Dalam konteks pembenahan institusi, juga amat perlu adanya akselerasi dari
modernisasi dan reformasi ASN secara murni dan konsisten. Ini termasuk pene-
gakan disiplin yang keras atas pelanggaran ASN yang terbukti terlibat dalam
politik praktis. Ini mengingat ASN kerap masih saja menjadi suatu bagian dari
rekayasa oligarkis. Ketiga, penguatan budaya berdemokrasi dan masyarakat
sipil. Meski dalam berbagai survei terlihat mayoritas masyarakat kita mengakui
demokrasi sebagai bentuk pemerintahan terbaik, budaya berdemokrasi kita tetap
belum kuat. Tidak saja budaya politik uang, tetapi juga bahkan hingga level
pemilihan desa yang masih marak. Namun bersikap menjadi pihak yang
menang atau kalah yang baik juga masih sulit terwujud.bJuga belum
berkembangnya kesadaran menjadi oposisi-kritis-objektif menyebabkan
masyarakat dan elite kita masih memandang minor oposisi dan mudah sekali
terbawa dalam arus kuat kekuasaan. Selain itu adalah juga mental “konservatif”,
feodal, dan kelanjutan spirit illiberal democracy (David Bourchier 2015) yang
memberikan jalan bagi pembenaran atas penguasaan oleh segelintir
orang/oligarki. Dalam nuansa ini, keberadaan oligarki akan selalu mendapat
tempat dan diterima meski jelas-jelas bertentangan dengan kepentingan rakyat
banyak. Kesemuanya jelas membutuhkan asupan penyadaran budaya
berdemokrasi yang kuat.
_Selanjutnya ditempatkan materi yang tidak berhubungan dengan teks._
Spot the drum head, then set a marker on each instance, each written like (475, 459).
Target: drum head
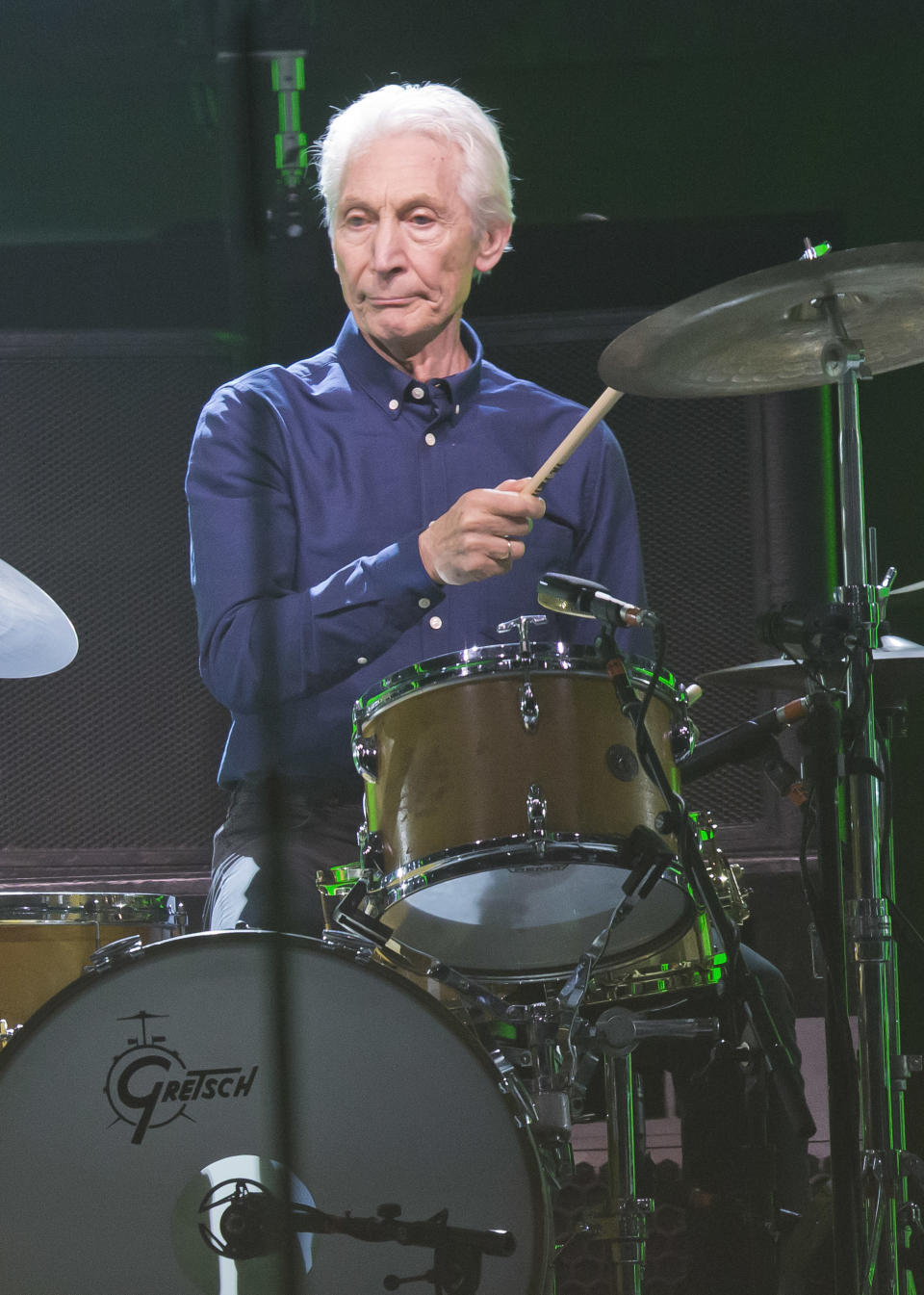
(139, 1103)
(533, 919)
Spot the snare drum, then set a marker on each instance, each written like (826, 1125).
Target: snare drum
(501, 790)
(47, 939)
(141, 1108)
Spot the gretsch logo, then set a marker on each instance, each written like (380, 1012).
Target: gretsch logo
(149, 1085)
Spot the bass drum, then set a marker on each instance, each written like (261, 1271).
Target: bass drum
(142, 1140)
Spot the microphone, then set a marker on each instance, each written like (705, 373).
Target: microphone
(576, 597)
(823, 634)
(742, 741)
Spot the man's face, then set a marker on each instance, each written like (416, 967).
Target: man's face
(404, 244)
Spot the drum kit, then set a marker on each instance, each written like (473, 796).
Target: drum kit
(532, 893)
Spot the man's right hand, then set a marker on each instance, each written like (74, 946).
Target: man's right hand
(479, 536)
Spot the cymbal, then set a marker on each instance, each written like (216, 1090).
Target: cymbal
(897, 671)
(35, 635)
(766, 331)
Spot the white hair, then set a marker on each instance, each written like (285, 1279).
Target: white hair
(440, 112)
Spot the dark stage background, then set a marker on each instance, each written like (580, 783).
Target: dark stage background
(146, 252)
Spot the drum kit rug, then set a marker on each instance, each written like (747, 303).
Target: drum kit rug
(393, 1104)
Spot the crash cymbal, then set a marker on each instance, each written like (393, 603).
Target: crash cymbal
(766, 331)
(897, 671)
(35, 635)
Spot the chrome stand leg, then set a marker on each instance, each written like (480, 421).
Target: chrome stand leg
(629, 1215)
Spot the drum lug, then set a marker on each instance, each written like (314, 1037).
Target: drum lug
(367, 757)
(112, 954)
(528, 706)
(372, 849)
(537, 807)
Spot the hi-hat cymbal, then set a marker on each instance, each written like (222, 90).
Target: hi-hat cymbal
(35, 635)
(897, 671)
(766, 331)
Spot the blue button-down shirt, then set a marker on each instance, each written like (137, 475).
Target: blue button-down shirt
(308, 487)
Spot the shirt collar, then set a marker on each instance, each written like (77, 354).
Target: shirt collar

Selain itu perlu penguatan masyarakat sipil. Saat ini
dalam kondisi ketika hampir semua partai ada dalam jajaran pemerintahan,
maka melalui pengutatan masyarakat sipil adalah sebuah keharusan. Hanya
dengan keterlibatan masyarakat sipil dalam politik sajalah perlawanan atas
oligarki dan elitisme akan tetap dapat diharapkan. Untuk itu masyarakat sipil
(berkolaborasi dengan partai-partai oposisi yang tersisa) harus terus
mengupayakan penggalangan kekuatan moral rasional secara kontinum agar
pemerintah dapat terus sejalan dengan aspirasi masyarakat banyak.